One of the rules that our politicians came up with ( at great cost to the tax payers I'm sure) is the dreaded Canadian Content or Can-Con for short. This states that 30% of TV and Radio broadcasts must be Canadian. The government run CBC has some of the most boring crap ever broadcast perhaps eclipsed only by Soviet-era propaganda cartoons. The music, don't even get me started on the music. As far as my musical tastes go, there isn't much on commercial radio that is worth tuning into, but if you want to hear some really bad Country music, Can-Con can help you with that. If you want to hear some truly horrifying music, tune some radio stations in rural Quebec ( which has their own set of content laws). You ain't never been truly skeered until you've heard a Johnny Horton tune sung in French.
All this would explain the existence of Celine Dion and Nickelback. You have Can-Con ( and Quebec) to thank for that. Before I go much further, I must apologize on behalf of all the Canadian people for foisting these musical travesties upon you the world. As for the existence of the medieval and homo-erotic Cirque Du Soleil, I have no explanation for that one. Bad drugs might have been involved. Their head office is built on a quarry that was filled to the brim with garbage. Maybe they were breathing all those methane fumes.
Which brings me to the fact of being greasy and Canadian. It's just hard to get cool shit in Canada. Yes there are greasers in Canada, not many, but we're out there. Every large city has a small contingent and we are all faced with the same dilemma; where to get good hair grease. The drug stores only sell that chunky Dax in a red can. Being an American company, Wal-mart has Murray's , which not sold anywhere else ( strangely enough Wal-Mart sells those steering wheel knobs which were banned in Canada years ago).
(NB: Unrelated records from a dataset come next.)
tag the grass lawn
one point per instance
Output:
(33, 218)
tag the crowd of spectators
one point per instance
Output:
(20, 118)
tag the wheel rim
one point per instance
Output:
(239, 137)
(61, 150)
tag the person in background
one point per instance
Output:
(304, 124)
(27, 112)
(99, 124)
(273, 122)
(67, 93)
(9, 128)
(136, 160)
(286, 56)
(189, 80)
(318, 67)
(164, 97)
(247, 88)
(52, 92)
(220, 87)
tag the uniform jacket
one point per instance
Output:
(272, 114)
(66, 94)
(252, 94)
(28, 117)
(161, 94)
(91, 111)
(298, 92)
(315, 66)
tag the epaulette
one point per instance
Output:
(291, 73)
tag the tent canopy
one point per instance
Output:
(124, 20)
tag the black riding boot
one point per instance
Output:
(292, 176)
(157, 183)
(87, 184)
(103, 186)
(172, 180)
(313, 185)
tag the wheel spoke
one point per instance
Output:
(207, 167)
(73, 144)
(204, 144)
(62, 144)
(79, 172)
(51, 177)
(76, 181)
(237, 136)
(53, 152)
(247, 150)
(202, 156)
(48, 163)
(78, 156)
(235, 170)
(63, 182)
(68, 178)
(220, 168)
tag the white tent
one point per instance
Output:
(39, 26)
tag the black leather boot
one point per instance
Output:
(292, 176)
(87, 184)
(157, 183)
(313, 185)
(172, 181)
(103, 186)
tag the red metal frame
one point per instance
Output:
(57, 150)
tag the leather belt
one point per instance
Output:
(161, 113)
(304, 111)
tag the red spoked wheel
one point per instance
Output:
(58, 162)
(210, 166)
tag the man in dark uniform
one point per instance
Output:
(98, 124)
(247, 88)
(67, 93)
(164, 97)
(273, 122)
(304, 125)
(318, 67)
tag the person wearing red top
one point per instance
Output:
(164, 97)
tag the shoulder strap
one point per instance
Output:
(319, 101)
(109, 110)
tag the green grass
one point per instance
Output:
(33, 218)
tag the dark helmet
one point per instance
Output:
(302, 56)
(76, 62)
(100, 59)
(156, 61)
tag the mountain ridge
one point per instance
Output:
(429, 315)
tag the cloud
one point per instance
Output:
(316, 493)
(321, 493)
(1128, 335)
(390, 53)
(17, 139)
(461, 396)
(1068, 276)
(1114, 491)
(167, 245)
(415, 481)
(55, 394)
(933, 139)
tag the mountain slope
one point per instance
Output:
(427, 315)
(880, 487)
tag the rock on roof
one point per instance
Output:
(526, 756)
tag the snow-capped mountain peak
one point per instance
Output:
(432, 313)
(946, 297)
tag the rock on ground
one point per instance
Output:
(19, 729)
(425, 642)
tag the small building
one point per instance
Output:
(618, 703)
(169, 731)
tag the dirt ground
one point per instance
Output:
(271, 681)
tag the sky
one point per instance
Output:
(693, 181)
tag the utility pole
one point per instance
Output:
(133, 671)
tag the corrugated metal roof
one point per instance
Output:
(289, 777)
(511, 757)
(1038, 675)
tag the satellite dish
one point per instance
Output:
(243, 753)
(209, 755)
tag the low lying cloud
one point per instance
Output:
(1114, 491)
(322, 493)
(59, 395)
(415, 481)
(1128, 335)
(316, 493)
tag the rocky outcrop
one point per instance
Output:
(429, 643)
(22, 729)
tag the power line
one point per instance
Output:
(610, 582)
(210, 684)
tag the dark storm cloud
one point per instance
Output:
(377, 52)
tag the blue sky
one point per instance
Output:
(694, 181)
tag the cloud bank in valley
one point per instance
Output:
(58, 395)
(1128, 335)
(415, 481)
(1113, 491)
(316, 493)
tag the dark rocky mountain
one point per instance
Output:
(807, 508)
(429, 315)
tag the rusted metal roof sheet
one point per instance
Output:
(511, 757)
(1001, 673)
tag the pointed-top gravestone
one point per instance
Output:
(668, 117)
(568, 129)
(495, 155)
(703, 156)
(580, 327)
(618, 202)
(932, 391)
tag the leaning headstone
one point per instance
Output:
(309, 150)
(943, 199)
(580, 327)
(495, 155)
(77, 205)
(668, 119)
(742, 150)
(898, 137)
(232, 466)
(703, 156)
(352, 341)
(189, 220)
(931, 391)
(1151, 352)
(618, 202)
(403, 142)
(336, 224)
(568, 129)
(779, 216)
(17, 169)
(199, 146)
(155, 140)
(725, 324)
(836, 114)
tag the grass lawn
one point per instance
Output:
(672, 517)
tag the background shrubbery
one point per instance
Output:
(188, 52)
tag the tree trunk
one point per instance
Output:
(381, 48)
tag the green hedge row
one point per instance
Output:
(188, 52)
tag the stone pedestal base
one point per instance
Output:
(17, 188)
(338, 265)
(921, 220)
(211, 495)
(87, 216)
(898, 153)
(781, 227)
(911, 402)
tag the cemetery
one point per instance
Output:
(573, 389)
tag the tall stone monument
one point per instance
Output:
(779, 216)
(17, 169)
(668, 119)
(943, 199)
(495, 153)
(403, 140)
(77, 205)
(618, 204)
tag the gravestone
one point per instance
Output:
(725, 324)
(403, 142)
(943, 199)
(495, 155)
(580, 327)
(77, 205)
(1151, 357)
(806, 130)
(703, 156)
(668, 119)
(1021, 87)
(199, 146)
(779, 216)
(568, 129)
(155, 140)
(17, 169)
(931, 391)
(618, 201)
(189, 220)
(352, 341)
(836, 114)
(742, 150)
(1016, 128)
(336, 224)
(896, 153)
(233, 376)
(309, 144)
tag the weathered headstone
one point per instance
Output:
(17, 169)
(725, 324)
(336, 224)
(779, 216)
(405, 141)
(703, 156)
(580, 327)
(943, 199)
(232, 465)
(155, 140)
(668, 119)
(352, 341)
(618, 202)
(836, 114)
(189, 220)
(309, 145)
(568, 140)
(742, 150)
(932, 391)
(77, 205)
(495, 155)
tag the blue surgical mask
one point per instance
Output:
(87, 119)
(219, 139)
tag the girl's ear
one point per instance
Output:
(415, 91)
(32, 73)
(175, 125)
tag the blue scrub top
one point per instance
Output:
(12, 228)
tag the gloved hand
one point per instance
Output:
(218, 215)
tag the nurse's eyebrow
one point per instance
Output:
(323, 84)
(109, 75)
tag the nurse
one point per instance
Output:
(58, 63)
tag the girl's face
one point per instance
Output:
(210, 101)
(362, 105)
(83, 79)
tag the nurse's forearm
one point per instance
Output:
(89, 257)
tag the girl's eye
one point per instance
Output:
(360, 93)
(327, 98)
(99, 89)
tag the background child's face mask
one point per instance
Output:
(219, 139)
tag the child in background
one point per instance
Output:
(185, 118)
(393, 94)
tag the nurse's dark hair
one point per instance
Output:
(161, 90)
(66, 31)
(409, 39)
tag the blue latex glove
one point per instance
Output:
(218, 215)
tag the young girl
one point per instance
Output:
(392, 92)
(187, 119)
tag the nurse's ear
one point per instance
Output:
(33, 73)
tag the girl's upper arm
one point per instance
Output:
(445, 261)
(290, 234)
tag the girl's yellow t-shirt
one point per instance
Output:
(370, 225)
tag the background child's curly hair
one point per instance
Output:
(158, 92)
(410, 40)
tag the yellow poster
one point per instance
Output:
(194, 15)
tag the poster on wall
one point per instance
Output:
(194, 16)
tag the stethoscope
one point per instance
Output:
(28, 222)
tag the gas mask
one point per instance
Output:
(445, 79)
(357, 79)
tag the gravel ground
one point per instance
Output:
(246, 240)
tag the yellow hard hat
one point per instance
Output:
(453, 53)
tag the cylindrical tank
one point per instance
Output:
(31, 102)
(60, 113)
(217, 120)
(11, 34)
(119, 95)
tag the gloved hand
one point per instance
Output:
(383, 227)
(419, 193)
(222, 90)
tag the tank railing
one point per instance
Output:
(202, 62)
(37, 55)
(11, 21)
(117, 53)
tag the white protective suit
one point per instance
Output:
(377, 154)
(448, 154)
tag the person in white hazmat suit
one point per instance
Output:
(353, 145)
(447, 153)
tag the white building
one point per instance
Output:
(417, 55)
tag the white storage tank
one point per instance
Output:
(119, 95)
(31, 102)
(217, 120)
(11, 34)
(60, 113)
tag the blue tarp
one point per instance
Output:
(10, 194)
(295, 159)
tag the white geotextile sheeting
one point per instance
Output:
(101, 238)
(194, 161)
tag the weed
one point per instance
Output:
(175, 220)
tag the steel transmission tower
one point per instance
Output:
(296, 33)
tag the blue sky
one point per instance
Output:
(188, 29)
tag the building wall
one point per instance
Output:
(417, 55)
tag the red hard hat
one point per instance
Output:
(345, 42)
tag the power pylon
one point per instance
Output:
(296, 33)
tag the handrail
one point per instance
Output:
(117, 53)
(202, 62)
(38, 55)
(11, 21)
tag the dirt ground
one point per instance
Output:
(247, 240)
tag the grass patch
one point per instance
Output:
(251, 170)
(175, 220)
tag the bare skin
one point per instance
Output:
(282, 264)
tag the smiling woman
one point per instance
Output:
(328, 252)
The Ace combs sold here are not Ace combs, but some cheap-ass knock off which are the equivalent of running 20 rusty nails on your scalp. The only way to solve this problem is to order these supplies from the USA. I get all my greasy stuff from New Jersey, but sometimes take a trip to Everett WA. There is a large store that has a Mexican specialty section and it is almost a religious experience for me as I see row upon row of Tres Flores next to Guadalupe candles.
If you happen to be a Canadian hot rodder, for the most part, you will be shit out of luck. There are a few speed shops in my neck of the woods, but Canadians still haven't gotten over muscle cars. If you want big fat cheater slicks, chrome accessories for a '74 Plymouth Duster, fur for your dashboard, an 8 track player, or a plastic name plate that actually says "muscle car" , yep, they have that in stock. Should you ask for parts for '48 Flathead you will be met with blank stares or maybe the dudes behind the counter think you are referring to your haircut. It is interesting to note that the aforementioned Canadian Tire still sells those bolt conical blue lights and those dumb gas pedals shaped like a foot.
I think that a little road trip is my near future. I'm running low on Tres Flores, I need some new American flag bandannas, I have a strange craving for cheese-flavored snacks that glow in the dark and I could sure use a real American Pabst. I'll be stopping by an authentic taco truck on the way down and I will try to figure out who the presidents are on that money that is all the same color. I might blare some country music on the radio secure in the knowledge that I won't get any dirty looks. I might stop by a bar where they have padding for your elbows on the bar and I actually get to mosey up to it. I just have to remember to not say" Gimme a beer, eh?"